One Does Not Simply Walk Into Mordor

by tielan



Category: Marvel Cinematic Universe
Genre: Fluff and Humor, Gen, Road Trips
Language: English
Status: Completed
Published: 2018-04-10
Updated: 2018-04-10
Packaged: 2019-04-20 15:50:53
Rating: General Audiences
Warnings: Creator Chose Not To Use Archive Warnings
Chapters: 1
Words: 1,096
Publisher: archiveofourown.org
Story URL: https://archiveofourown.org/works/14264424
Author URL: https://archiveofourown.org/users/tielan/pseuds/tielan
Summary: Orcs might be preferable. But one does not question Natasha Romanoff when she has taken it into her head to go on a road trip.





	One Does Not Simply Walk Into Mordor

**Author's Note:**

> This was going to be the start of a tale of friendship, music choices, and ~~manslaughter~~ mayhem, but first it stalled for other ideas, then the MCU kept showing, and eventually, it fell by the wayside. I think it still works as a complete piece, even if it's not quite as detailed and long as I initially planned.

When the Black Widow decides she wants to go on a road trip, there is one correct answer.

Maria Hill doesn’t ask what has Romanoff in such a mood. She doesn’t ask why Barton isn’t playing piggy. She doesn’t _quite_ curse Phil Coulson for dying and leaving her to deal with this kind of thing. 

She _does_ call Pepper Potts. 

\--

“You want _me_ to come with _you_ and _Natasha Romanoff_ on a _road trip_?”

Maria winces. When put like that… “Yes.”

The silence on the other end of the line makes her glad that she made this call voice-only. Stark Industries has both the bandwidth and capability to face-to-face but the last thing that Maria Hill wants is for Pepper Potts to see her deep and abiding reservations about the intelligence of this course of action.

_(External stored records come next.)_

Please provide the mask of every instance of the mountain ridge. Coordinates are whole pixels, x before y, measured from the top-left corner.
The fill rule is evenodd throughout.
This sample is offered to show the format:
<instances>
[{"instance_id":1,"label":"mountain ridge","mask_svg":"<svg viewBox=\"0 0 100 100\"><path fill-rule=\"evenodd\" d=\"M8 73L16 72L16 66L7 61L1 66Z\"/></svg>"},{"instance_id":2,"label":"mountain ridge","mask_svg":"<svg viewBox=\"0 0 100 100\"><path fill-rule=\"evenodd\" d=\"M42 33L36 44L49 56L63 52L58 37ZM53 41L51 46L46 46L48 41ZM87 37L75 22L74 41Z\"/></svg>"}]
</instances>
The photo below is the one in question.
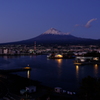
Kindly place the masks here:
<instances>
[{"instance_id":1,"label":"mountain ridge","mask_svg":"<svg viewBox=\"0 0 100 100\"><path fill-rule=\"evenodd\" d=\"M100 39L96 40L96 39L76 37L71 34L61 32L55 28L50 28L49 30L45 31L44 33L40 34L37 37L17 42L5 43L5 44L34 44L34 42L36 42L36 44L44 44L44 45L49 45L49 44L99 45Z\"/></svg>"}]
</instances>

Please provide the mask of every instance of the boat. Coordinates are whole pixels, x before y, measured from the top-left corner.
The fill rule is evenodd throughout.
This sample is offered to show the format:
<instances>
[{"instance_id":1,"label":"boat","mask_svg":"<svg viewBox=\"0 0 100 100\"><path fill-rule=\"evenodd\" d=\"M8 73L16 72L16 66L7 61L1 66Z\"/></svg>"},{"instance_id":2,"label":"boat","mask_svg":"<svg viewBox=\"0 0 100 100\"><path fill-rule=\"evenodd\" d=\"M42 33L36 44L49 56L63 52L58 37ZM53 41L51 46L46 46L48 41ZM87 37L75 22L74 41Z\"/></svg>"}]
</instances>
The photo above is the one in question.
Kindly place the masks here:
<instances>
[{"instance_id":1,"label":"boat","mask_svg":"<svg viewBox=\"0 0 100 100\"><path fill-rule=\"evenodd\" d=\"M50 59L62 59L63 58L63 55L62 54L49 54L47 55L47 58L50 58Z\"/></svg>"},{"instance_id":2,"label":"boat","mask_svg":"<svg viewBox=\"0 0 100 100\"><path fill-rule=\"evenodd\" d=\"M74 60L75 65L88 65L88 64L100 64L99 57L80 57L77 56Z\"/></svg>"},{"instance_id":3,"label":"boat","mask_svg":"<svg viewBox=\"0 0 100 100\"><path fill-rule=\"evenodd\" d=\"M75 58L75 56L72 54L68 54L68 53L51 53L51 54L47 55L47 58L50 58L50 59L71 59L71 58Z\"/></svg>"}]
</instances>

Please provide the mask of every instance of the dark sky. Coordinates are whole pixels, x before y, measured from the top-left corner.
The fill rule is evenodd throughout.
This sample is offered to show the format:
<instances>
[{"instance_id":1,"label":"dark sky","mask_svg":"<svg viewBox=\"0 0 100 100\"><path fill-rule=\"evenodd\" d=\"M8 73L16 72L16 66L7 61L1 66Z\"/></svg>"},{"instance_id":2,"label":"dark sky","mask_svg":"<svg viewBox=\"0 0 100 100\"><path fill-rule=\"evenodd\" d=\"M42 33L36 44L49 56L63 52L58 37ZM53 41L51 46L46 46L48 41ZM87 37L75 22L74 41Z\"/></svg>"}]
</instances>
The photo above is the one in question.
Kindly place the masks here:
<instances>
[{"instance_id":1,"label":"dark sky","mask_svg":"<svg viewBox=\"0 0 100 100\"><path fill-rule=\"evenodd\" d=\"M51 27L100 39L100 0L0 0L0 43L30 39Z\"/></svg>"}]
</instances>

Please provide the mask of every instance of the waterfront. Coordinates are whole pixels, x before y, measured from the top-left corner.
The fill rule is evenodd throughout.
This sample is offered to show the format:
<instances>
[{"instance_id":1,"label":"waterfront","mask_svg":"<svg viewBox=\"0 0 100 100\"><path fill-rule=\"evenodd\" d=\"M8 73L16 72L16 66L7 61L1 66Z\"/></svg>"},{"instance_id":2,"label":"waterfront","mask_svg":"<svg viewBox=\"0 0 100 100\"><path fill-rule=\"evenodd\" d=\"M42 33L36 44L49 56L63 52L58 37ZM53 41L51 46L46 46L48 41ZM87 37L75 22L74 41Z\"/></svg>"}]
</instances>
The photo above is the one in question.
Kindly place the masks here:
<instances>
[{"instance_id":1,"label":"waterfront","mask_svg":"<svg viewBox=\"0 0 100 100\"><path fill-rule=\"evenodd\" d=\"M0 57L0 69L16 69L30 66L33 80L40 81L50 87L62 87L65 90L75 91L81 79L90 75L100 77L100 68L97 65L75 66L74 59L47 59L47 55L38 56L3 56ZM27 77L26 72L14 74Z\"/></svg>"}]
</instances>

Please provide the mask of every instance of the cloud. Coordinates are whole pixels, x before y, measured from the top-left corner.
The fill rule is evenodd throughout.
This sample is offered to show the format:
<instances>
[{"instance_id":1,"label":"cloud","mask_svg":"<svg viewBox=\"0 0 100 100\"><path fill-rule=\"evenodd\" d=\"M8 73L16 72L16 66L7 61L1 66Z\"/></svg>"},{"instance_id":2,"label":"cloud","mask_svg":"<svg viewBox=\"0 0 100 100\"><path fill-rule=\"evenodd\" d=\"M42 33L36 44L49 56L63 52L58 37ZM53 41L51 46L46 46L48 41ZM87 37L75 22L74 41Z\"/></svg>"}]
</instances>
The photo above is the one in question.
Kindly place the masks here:
<instances>
[{"instance_id":1,"label":"cloud","mask_svg":"<svg viewBox=\"0 0 100 100\"><path fill-rule=\"evenodd\" d=\"M91 22L93 22L93 21L95 21L95 20L97 20L97 18L93 18L93 19L89 20L89 21L84 25L84 27L90 28L90 27L91 27Z\"/></svg>"},{"instance_id":2,"label":"cloud","mask_svg":"<svg viewBox=\"0 0 100 100\"><path fill-rule=\"evenodd\" d=\"M80 26L79 24L75 24L75 27L78 27L78 26Z\"/></svg>"}]
</instances>

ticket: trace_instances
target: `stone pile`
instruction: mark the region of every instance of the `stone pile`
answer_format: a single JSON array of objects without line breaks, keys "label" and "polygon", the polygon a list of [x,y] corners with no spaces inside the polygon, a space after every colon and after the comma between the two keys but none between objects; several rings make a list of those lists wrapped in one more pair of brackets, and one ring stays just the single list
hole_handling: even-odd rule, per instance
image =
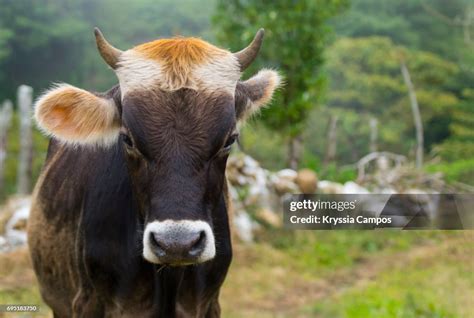
[{"label": "stone pile", "polygon": [[[380,186],[380,183],[366,183],[365,186],[362,186],[353,181],[341,184],[318,180],[316,173],[309,169],[300,171],[283,169],[272,172],[263,169],[252,157],[238,153],[229,158],[226,171],[232,200],[231,220],[234,233],[241,241],[252,242],[260,229],[281,227],[283,202],[292,194],[393,194],[403,192],[413,194],[414,202],[417,204],[432,204],[432,202],[424,202],[427,194],[442,193],[442,190],[438,189],[442,182],[438,176],[417,177],[417,180],[423,179],[428,185],[424,183],[422,185],[425,187],[416,187],[420,183],[413,181],[415,179],[413,173],[402,171],[405,177],[395,178],[395,184]],[[367,178],[367,180],[371,179]],[[401,189],[401,184],[405,184],[407,188]],[[26,243],[26,221],[30,204],[29,197],[13,197],[7,201],[3,208],[0,208],[0,252],[12,250]]]},{"label": "stone pile", "polygon": [[244,242],[252,242],[262,226],[282,226],[283,202],[289,195],[315,193],[318,188],[317,176],[311,170],[271,172],[242,153],[229,158],[227,178],[234,230]]},{"label": "stone pile", "polygon": [[29,197],[12,197],[0,210],[0,252],[26,244],[26,225],[30,214]]}]

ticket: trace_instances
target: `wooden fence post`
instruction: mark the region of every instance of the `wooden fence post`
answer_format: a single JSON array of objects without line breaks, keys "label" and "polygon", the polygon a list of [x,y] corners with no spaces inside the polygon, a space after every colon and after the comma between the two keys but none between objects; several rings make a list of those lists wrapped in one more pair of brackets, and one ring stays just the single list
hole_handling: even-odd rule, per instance
[{"label": "wooden fence post", "polygon": [[18,162],[17,193],[30,193],[33,160],[31,116],[33,89],[27,85],[18,87],[18,115],[20,118],[20,158]]},{"label": "wooden fence post", "polygon": [[7,158],[7,135],[13,114],[13,104],[6,100],[0,108],[0,196],[5,191],[5,159]]}]

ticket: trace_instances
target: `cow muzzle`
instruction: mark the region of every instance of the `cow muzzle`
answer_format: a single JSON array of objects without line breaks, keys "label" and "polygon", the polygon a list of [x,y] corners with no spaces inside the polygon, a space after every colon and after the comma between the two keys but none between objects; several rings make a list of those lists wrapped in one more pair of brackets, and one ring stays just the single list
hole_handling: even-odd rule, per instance
[{"label": "cow muzzle", "polygon": [[145,228],[143,257],[149,262],[190,265],[211,260],[215,254],[214,234],[204,221],[154,221]]}]

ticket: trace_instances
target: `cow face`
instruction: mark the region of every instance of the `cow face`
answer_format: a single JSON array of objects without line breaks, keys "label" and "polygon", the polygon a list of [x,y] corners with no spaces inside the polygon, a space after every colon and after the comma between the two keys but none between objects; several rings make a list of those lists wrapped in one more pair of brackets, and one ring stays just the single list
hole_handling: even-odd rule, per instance
[{"label": "cow face", "polygon": [[280,83],[271,70],[240,81],[262,37],[263,30],[234,54],[194,38],[122,52],[96,29],[99,51],[119,79],[119,98],[60,85],[37,101],[36,120],[54,138],[122,148],[145,223],[146,260],[185,265],[214,258],[215,214],[238,124]]}]

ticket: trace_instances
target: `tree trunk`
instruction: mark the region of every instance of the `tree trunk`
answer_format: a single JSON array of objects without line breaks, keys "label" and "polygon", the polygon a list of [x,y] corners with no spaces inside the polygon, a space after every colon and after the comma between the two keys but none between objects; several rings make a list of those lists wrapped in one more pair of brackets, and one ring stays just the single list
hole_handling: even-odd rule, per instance
[{"label": "tree trunk", "polygon": [[288,167],[293,170],[298,170],[301,160],[301,153],[303,147],[303,140],[301,135],[291,137],[288,143]]},{"label": "tree trunk", "polygon": [[377,139],[378,139],[378,120],[376,118],[370,118],[370,152],[377,151]]},{"label": "tree trunk", "polygon": [[33,89],[18,87],[18,115],[20,117],[20,158],[18,162],[17,193],[28,194],[31,187],[33,139],[31,135]]},{"label": "tree trunk", "polygon": [[331,161],[336,159],[336,152],[337,152],[337,122],[339,121],[339,117],[336,115],[332,115],[329,119],[329,128],[328,128],[328,136],[327,136],[327,143],[326,143],[326,156],[324,157],[324,166],[327,166]]},{"label": "tree trunk", "polygon": [[418,106],[418,100],[416,98],[415,88],[411,81],[410,73],[404,62],[401,64],[403,80],[408,88],[408,95],[410,97],[411,111],[413,113],[413,120],[415,121],[416,129],[416,167],[421,168],[423,166],[423,123],[421,121],[420,107]]},{"label": "tree trunk", "polygon": [[13,113],[12,102],[6,100],[0,109],[0,196],[5,194],[5,159],[7,158],[7,135]]},{"label": "tree trunk", "polygon": [[354,137],[350,132],[344,130],[344,136],[347,138],[348,147],[351,149],[351,161],[356,162],[360,159],[359,149],[357,148],[357,137]]}]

However, she needs someone to take some of Romanoff’s focus off her, and while Rogers seems to have developed a good rapport with her, Maria is _not_ taking Steve Rogers on a road trip through modern America. 

There are limits.

“How long?”

“I’m sorry?”

“How long would this road trip be?”

Dear God, Potts is actually considering it. Maria stares at her tablet screen for a moment. “I’d guess at least a week. Maybe two.”

The silence on the other end of the phone is contemplative. She doesn’t interrupt it. A woman like Potts doesn’t jump into action only to look back and regret later. She considers. She measures. She makes reasoned choices.

“Okay. When do we start out?”

And sometimes she says ‘to hell with it’ and leaps into the fray.

“As soon as possible.”

Which basically means ‘before anyone of the guys finds out’.

–

One does not simply walk into Mordor.

When one is taking the CEO of Stark Industries and the world’s most notorious female assassin on a road trip, one takes the car. Or, more correctly, a truck. Maria’s preference is the Ford F250 with the dual cab large enough to take whatever luggage a woman of Potts’ wardrobe and position requires.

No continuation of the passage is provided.